In two years, when Scots vote to elect the next Scottish Parliament, the achievements and shortcomings of Henry McLeish's executive will be at issue, and intervention from Downing Street could backfire to the advantage of the Scottish Nationalists.

And as long as weapons and the will to use them remain with Irish Republicans and Ulster Loyalists, the prime minister's appeal for peace in Northern Ireland can be blown up, literally.

The economic boom that Blair has enjoyed owes more to Alan Greenspan than to Blair's naive approach to economics. When the world economy goes into recession, Blair may appear more like Glendower than John Maynard Keynes. Any effort by No 10 to take charge of the economy is a recipe for conflict with the tenant of No 11, Gordon Brown.
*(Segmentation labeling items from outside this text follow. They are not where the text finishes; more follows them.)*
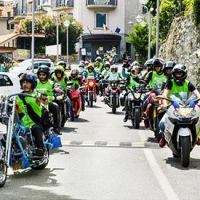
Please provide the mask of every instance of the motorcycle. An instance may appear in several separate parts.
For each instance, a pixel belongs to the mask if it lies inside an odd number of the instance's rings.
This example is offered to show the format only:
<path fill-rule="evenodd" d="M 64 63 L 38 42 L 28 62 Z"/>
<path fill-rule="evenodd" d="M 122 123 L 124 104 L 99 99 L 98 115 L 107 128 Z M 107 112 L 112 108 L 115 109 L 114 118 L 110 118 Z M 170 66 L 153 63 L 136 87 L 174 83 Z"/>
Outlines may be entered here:
<path fill-rule="evenodd" d="M 136 129 L 140 128 L 140 122 L 143 119 L 143 97 L 149 90 L 140 85 L 133 86 L 128 94 L 129 118 L 131 119 L 132 126 Z"/>
<path fill-rule="evenodd" d="M 94 76 L 88 76 L 87 81 L 85 84 L 85 94 L 86 94 L 86 101 L 88 102 L 88 106 L 93 107 L 93 102 L 97 101 L 97 93 L 96 87 L 97 82 Z"/>
<path fill-rule="evenodd" d="M 182 166 L 188 167 L 190 152 L 196 144 L 197 135 L 200 134 L 200 108 L 196 105 L 200 98 L 195 100 L 193 96 L 189 99 L 182 97 L 184 94 L 180 92 L 179 97 L 173 95 L 168 99 L 158 96 L 157 99 L 170 102 L 164 122 L 165 139 L 174 157 L 181 157 Z"/>
<path fill-rule="evenodd" d="M 116 79 L 111 79 L 109 80 L 109 84 L 107 87 L 107 94 L 108 94 L 108 99 L 105 101 L 105 103 L 112 108 L 112 113 L 115 114 L 117 111 L 117 108 L 120 107 L 120 92 L 123 87 L 124 80 L 116 80 Z"/>
<path fill-rule="evenodd" d="M 44 169 L 49 162 L 49 152 L 53 147 L 61 145 L 59 137 L 55 137 L 52 128 L 43 132 L 44 156 L 35 154 L 34 137 L 31 130 L 26 129 L 16 112 L 17 96 L 30 96 L 24 93 L 1 96 L 0 101 L 0 187 L 7 180 L 8 167 L 14 171 L 19 169 Z M 35 97 L 34 97 L 35 98 Z"/>
<path fill-rule="evenodd" d="M 101 96 L 105 96 L 105 89 L 108 87 L 108 81 L 102 75 L 99 76 L 99 91 Z"/>
<path fill-rule="evenodd" d="M 159 124 L 158 107 L 160 104 L 159 104 L 159 101 L 156 99 L 156 96 L 161 94 L 162 86 L 163 86 L 162 79 L 154 80 L 153 88 L 150 91 L 149 96 L 148 96 L 149 103 L 145 110 L 145 113 L 149 120 L 150 128 L 154 132 L 157 142 L 160 141 L 161 137 L 159 134 L 159 127 L 158 127 L 158 124 Z"/>
<path fill-rule="evenodd" d="M 73 107 L 73 118 L 71 116 L 71 120 L 74 121 L 74 118 L 78 118 L 82 111 L 82 97 L 81 93 L 84 93 L 84 87 L 76 87 L 75 84 L 68 83 L 69 87 L 69 95 Z"/>

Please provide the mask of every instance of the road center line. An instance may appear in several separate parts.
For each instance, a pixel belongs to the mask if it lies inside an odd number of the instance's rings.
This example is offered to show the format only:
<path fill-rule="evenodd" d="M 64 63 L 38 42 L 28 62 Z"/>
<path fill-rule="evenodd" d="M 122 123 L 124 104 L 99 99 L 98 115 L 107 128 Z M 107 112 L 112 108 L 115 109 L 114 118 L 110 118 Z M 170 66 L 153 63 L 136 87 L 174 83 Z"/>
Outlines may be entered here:
<path fill-rule="evenodd" d="M 139 134 L 141 141 L 146 141 L 146 135 Z M 144 149 L 144 154 L 146 159 L 151 167 L 154 176 L 156 177 L 163 193 L 165 194 L 166 198 L 169 200 L 179 200 L 179 197 L 174 192 L 172 186 L 170 185 L 169 181 L 167 180 L 166 176 L 164 175 L 163 171 L 160 169 L 151 149 Z"/>

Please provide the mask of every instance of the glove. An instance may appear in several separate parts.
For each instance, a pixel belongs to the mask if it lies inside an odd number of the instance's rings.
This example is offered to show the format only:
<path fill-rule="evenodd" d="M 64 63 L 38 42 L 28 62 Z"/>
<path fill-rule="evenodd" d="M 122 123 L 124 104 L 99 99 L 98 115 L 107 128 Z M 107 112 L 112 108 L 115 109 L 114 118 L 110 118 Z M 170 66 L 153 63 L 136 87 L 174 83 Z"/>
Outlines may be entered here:
<path fill-rule="evenodd" d="M 63 99 L 63 95 L 57 96 L 56 100 L 62 100 Z"/>

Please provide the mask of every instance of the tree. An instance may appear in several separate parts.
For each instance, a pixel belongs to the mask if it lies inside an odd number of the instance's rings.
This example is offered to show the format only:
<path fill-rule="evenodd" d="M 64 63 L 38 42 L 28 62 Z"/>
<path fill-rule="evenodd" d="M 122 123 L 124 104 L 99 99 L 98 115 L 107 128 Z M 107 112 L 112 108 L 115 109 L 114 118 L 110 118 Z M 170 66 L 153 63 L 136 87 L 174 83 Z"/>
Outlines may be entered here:
<path fill-rule="evenodd" d="M 66 16 L 60 17 L 59 23 L 59 43 L 62 44 L 62 53 L 66 54 L 66 31 L 67 28 L 63 22 Z M 75 21 L 74 18 L 68 16 L 70 25 L 68 27 L 69 36 L 69 55 L 75 53 L 75 44 L 79 41 L 83 32 L 82 25 Z M 73 23 L 72 23 L 73 22 Z M 21 21 L 20 32 L 23 34 L 31 34 L 32 21 L 25 19 Z M 56 44 L 56 18 L 50 16 L 42 16 L 35 19 L 35 34 L 44 34 L 45 38 L 35 38 L 35 53 L 45 53 L 45 46 Z M 31 41 L 30 41 L 31 42 Z"/>
<path fill-rule="evenodd" d="M 135 24 L 133 30 L 130 31 L 127 42 L 132 44 L 139 54 L 139 60 L 144 61 L 148 53 L 148 26 Z"/>

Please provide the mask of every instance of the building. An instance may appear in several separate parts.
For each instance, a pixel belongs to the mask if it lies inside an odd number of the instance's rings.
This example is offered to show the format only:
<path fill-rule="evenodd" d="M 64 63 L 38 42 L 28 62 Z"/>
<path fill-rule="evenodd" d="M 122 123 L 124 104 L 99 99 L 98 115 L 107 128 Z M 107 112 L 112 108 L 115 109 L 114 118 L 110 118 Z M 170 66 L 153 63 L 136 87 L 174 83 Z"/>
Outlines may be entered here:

On the day Blair announced the general election, the White House reaffirmed the importance of the "special relationship" - but in a message directed at the Japanese government. In Washington, a cricket-loving prime minister is no match for a president who plays hardball. The election of George W. Bush last year may have more impact on British foreign policy than our election this June, for Bush is not an isolationist. He seeks to advance America's interests through unilateralist action whenever he deems appropriate.

Europe remains the great challenge and threat. While the preferences of The Sun and the Daily Mail may govern British politics, the policies of Downing Street are more affected by people whose preferred British newspaper is an international edition of the Financial Times that buries British news in a remote inside page. The relative power of British voices - as against the voices of un-British English-speakers - was made palpable in the foreign exchange crisis of the pound in September 1992. John Major's successful stroking of The Sun helped him win the general election, but his failure to stroke the German Bundesbank led to the collapse of the pound and to his domestic political authority, too.

Early in the new Parliament, Blair will have to announce whether he will call a referendum on the euro. So far, his policy has echoed St Augustine of Hippo's commitment to chastity: "Lord make me a European - but not yet." Opinion-poll data in Downing Street emphasise that winning a referendum on the euro would be an uphill battle. For a risk-averse politician, the simplest strategy is to avoid a referendum, for you cannot lose a vote that is not held.

Staying out of the euro is an entirely feasible policy; it is, after all, the government's current position. Doing so would bracket Britain with small, rich Scandinavian countries that many would like to emulate. However, a British prime minister wants to stand tall in Westminster and be a heavyweight when world leaders meet.

But for a prime minister to follow Douglas Hurd's advice of pursuing a policy of "punching above our weight" risks his being knocked out when punching with the real heavyweights in Washington, Brussels, Tokyo and beyond.

Richard Rose is professor of public policy at the University of Strathclyde and author of the recently published The Prime Minister in a Shrinking World , published by Polity Press, £13.99.